You have to see what kind of hand you've been dealt, so you get ahold of everybody's resumes and take a look at their personnel files to see what kind of training they've had. Usually when you get into a situation like that, it's just trying to patch all the holes and stay afloat until you get everybody trained or bring some new staff in so you can go ahead from there. The first thing I did was establish a one-year plan to get the county back on the right road -- get everybody trained for what they should be doing and get things going, build some goodwill with the departments. The first year [the feeling was], "No matter how much you tell me you're going to do these wonderful things, until you actually do something, you're dirt." That's the way it usually is. You have to prove yourself.

What was the response to the one-year plan?
There was a lot of skepticism. There are a lot of IS directors who move from job to job, and they just come in and say they're going to do all these wonderful things -- and they really never do it. As you get more under your belt, you go after some of the real doubters at first and get them behind you, and then the others fall in place.

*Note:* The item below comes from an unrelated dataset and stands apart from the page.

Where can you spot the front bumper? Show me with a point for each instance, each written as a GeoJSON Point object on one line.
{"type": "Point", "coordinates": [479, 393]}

How do you envision IT management?
I think there are a lot of IT managers who have big egos -- think they always know best. It's been my philosophy as a CIO to hire managers smarter than I am because I can't keep up on all the technology. It's just too much, too fast, and there are too many things going on. We want to support what [the departments] have and make their jobs easier. We're not out there telling them, "You need to do this. You need to do that." We offer them solutions, and they can pick from the solutions.